五輪から2カ月弱が経っている。ケガの影響から脱している時期で、5m80への挑戦に意欲を持っているはずだ。今大会で引退する日本記録(5m83)保持者の澤野大地(富士通)に続き、日本人2人目の5m80ボウルター誕生を期待したい。
だが、その2人を日本選手権で破ったのが竹川倖生(マルモト)で、優勝記録の5m70は今季日本最高である。3月の日本選手権室内でも、石川拓磨(東京海上日動)が5m70で、同記録の山本を破って優勝した。今季初めて5m70をクリアした2人が、五輪代表コンビと激突する。
竹川は山本&江島のように世界ランキングでの代表入りが難しかったため、日本選手権で跳べなかった五輪標準記録(5m80)を、2日後の法大競技会でも目指した。腰を痛めて5m50に終わったが、「練習では5m80をノータッチで跳べていた」という。
法大3年時の18年に5m60を跳び、ジャカルタ・アジア大会にも出場した。当時は身長174cm、体重62kgで、国際レベルの棒高跳選手としてはかなり小柄な部類に入る。
「体格は3年前とそこまで変わっていませんが、筋量は2kg増えました。当時との大きな違いは握りの高さです。3年前は4m40でしたが今日(6月1日の木南記念に5m65で優勝)は4m50~55です」
今季の実績では5m80を跳ぶ可能性が一番大きいのは竹川だ。東京五輪には間に合わなかったが、同じ長居開催の日本選手権で跳べなかった5m80を跳べば、来年の世界陸上オレゴン大会の標準記録を突破する。
●110mハードルは金井の現役ラスト全国大会
男子110mハードルには金井大旺(ミズノ)と髙山峻野(ゼンリン)、日本の110mハードルの歴史に名が刻まれる2人の東京五輪代表がエントリーしている。
金井は18年に13秒36と14年ぶりに日本記録を更新した。翌19年6月には髙山と泉谷駿介(順大4年。当時2年)が13秒36の日本タイをマークすると、髙山は8月に13秒25と日本人初の13秒2台に突入。そして今年4月の織田記念で金井が13秒16(+1.7)と、日本人初の13秒1台の快挙を達成した。
その後、6月の日本選手権で泉谷が13秒06(+1.2)を出したが、先陣を切り、なおかつ世界大会決勝進出が期待できる13秒1台を出した金井の功績は大きい。
東京五輪は準決勝に進出したが、8台目のハードルで転倒して決勝進出はかなわなかった。来年の世界陸上オレゴン大会での雪辱を期待したいところだが、金井は父親と同じ歯科医になるため今季限りで現役を引退する。
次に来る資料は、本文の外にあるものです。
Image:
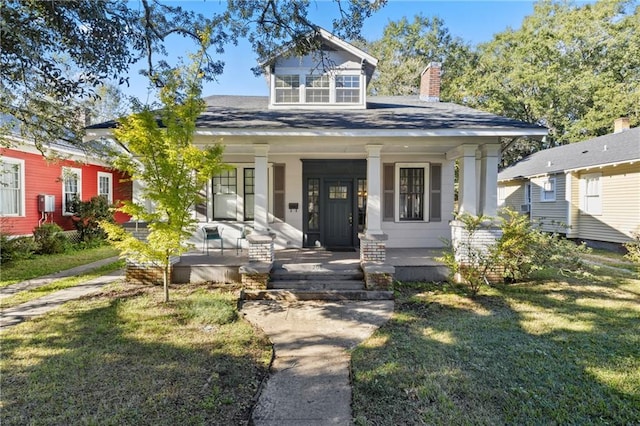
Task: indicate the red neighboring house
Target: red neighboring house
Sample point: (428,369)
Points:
(35,190)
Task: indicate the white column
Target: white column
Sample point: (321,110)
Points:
(374,183)
(490,157)
(261,197)
(467,184)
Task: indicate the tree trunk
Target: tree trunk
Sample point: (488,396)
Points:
(165,276)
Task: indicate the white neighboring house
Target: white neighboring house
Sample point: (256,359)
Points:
(320,163)
(588,190)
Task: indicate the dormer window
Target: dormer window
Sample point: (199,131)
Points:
(347,88)
(317,89)
(287,89)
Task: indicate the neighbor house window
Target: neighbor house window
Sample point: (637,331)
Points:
(105,186)
(347,89)
(71,188)
(249,193)
(317,89)
(11,187)
(548,190)
(287,89)
(591,188)
(224,186)
(410,190)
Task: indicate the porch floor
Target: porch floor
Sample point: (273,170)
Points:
(411,264)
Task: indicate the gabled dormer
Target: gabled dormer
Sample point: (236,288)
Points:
(335,76)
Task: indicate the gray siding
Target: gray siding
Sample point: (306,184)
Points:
(551,214)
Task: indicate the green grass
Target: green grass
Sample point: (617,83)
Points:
(124,357)
(28,295)
(48,264)
(559,351)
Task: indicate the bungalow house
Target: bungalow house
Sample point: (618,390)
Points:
(36,190)
(319,163)
(588,190)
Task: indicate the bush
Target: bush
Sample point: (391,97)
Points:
(633,249)
(17,248)
(87,217)
(50,239)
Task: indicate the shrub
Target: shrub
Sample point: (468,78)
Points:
(17,248)
(633,249)
(524,248)
(87,217)
(50,239)
(471,263)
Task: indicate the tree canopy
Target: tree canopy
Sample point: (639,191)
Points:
(574,69)
(53,53)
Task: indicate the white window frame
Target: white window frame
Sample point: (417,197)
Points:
(302,87)
(109,177)
(21,186)
(591,195)
(66,172)
(425,189)
(548,195)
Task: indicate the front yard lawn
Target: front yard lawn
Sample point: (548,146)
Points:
(124,357)
(558,351)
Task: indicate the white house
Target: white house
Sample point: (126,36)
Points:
(320,163)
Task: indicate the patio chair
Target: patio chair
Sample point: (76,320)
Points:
(245,231)
(212,233)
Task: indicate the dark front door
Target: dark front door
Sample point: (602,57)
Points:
(338,213)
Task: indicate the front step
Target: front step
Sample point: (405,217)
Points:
(316,285)
(299,295)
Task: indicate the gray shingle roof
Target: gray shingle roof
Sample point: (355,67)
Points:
(382,113)
(608,149)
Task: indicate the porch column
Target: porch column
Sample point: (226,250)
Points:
(467,188)
(490,156)
(374,197)
(261,198)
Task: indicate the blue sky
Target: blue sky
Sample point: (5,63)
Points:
(475,21)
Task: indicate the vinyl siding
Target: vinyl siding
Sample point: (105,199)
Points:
(620,192)
(513,194)
(551,214)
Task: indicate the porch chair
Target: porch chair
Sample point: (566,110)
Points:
(211,233)
(245,231)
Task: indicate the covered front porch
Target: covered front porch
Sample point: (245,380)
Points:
(411,264)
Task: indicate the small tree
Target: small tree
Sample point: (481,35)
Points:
(161,154)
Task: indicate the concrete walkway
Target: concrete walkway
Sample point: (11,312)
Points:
(309,382)
(17,314)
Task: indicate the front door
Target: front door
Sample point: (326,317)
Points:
(338,213)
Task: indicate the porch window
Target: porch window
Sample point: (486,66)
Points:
(287,89)
(249,193)
(105,186)
(362,204)
(348,89)
(591,189)
(317,89)
(411,185)
(225,186)
(313,211)
(548,190)
(11,187)
(71,188)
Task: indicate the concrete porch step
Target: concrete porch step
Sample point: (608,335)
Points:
(299,295)
(342,275)
(331,284)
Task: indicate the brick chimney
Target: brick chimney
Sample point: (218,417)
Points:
(430,83)
(621,124)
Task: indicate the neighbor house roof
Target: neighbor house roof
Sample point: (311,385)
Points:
(610,149)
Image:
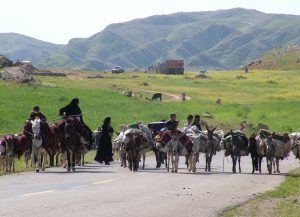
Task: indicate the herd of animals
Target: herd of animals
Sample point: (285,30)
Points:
(67,141)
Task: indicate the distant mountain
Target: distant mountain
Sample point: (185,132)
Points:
(16,46)
(280,58)
(218,39)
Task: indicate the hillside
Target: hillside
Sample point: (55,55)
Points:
(224,39)
(17,46)
(284,58)
(218,39)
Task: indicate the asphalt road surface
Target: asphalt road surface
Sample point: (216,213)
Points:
(97,190)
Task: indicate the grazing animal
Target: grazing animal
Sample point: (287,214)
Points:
(236,145)
(157,96)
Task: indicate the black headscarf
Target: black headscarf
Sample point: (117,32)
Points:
(74,102)
(106,121)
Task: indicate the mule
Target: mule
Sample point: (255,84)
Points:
(7,149)
(174,144)
(71,142)
(38,150)
(205,142)
(236,145)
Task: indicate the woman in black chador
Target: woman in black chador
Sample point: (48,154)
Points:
(104,152)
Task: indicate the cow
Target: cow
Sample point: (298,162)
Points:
(157,96)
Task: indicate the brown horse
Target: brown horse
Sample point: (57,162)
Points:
(7,147)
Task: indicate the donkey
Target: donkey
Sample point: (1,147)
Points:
(236,145)
(38,150)
(71,142)
(175,144)
(7,149)
(207,143)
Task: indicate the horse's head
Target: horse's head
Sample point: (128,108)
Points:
(36,128)
(10,145)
最後の試合は10月に予定しているが、全国大会は全日本実業団陸上が最後となる。
ハードリングから着地した後、着地脚のヒザを若干曲げたままランニング動作に移っていく。ハードリングからインターバルの走りへタイムロスをなくす方法だが、ちょっとやそっとの筋力と技術でできることではない。今年が最後だからと、極限まで追い込んだトレーニングで完成させた身体と技術を、テレビ中継のある最後の大会でまぶたに焼き付けたい。
髙山は、今季は故障の影響でシーズンベストも13秒37にとどまっているが、19年世界陸上ドーハ大会では準決勝に進出。準決勝ではハードルに接触してタイムを落としたが、予選は13秒32の世界陸上日本人最高タイムをマークした。髙山が復調すれば、この種目のレジェンド2人のガチンコ勝負が実現する。
代表コンビに対抗できるのは石川周平(富士通)と藤井亮汰(三重県スポーツ協会)だろう。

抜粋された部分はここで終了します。